I could hold her in the right way to leave me master of all my movements; I could devote myself, without flurry or fatigue, to the exertion of taking her back to the shore.

My first attempt satisfied me that there was no reasonable hope, burdened as I now was, of breasting the strong current running toward the mid-river from either bank.

I tried it on one side, and I tried it on the other, and gave it up.

The one choice left was to let myself drift with her down the stream.

Some fifty yards lower, the river took a turn round a promontory of land, on which stood a little inn much frequented by anglers in the season.

As we approached the place, I made another attempt (again an attempt in vain) to reach the shore.

Our last chance now was to be heard by the people of the inn.

I shouted at the full pitch of my voice as we drifted past.

The cry was answered.

A man put off in a boat.

In five minutes more I had her safe on the bank again; and the man and I were carrying her to the inn by the river-side.

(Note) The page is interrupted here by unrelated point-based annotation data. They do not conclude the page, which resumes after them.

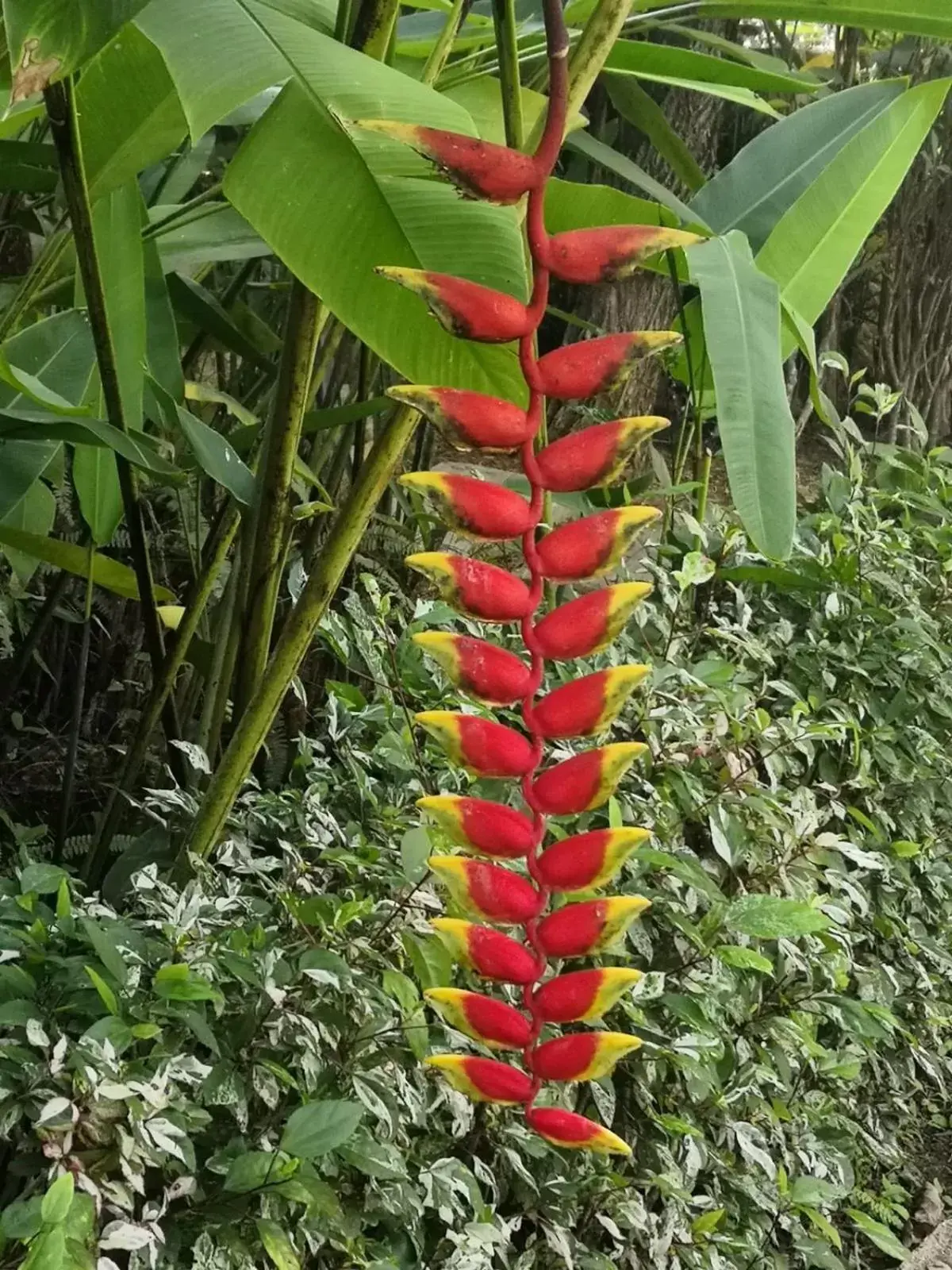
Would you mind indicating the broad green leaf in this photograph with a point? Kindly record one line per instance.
(254, 1168)
(103, 941)
(106, 994)
(217, 234)
(918, 17)
(41, 878)
(33, 514)
(416, 849)
(107, 573)
(880, 1235)
(51, 38)
(742, 317)
(277, 1245)
(649, 60)
(640, 108)
(97, 483)
(21, 464)
(366, 221)
(772, 918)
(772, 171)
(57, 1199)
(29, 167)
(319, 1127)
(117, 230)
(216, 456)
(129, 112)
(818, 239)
(743, 959)
(739, 95)
(259, 48)
(179, 982)
(133, 446)
(606, 156)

The landlady and her servant-girl were equally willing to be of service, and equally ignorant of what they were to do.

Fortunately, my medical education made me competent to direct them.

A good fire, warm blankets, hot water in bottles, were all at my disposal.

I showed the women myself how to ply the work of revival.

They persevered, and I persevered; and still there she lay, in her perfect beauty of form, without a sign of life perceptible; there she lay, to all outward appearance, dead by drowning.

A last hope was left—the hope of restoring her (if I could construct the apparatus in time) by the process called "artificial respiration."

I was just endeavoring to tell the landlady what I wanted and was just conscious o f a strange difficulty in expressing myself, when the good woman started back, and looked at me with a scream of terror.

"Good God, sir, you're bleeding!" she cried.

"What's the matter?

Where are you hurt?"

In the moment when she spoke to me I knew what had happened.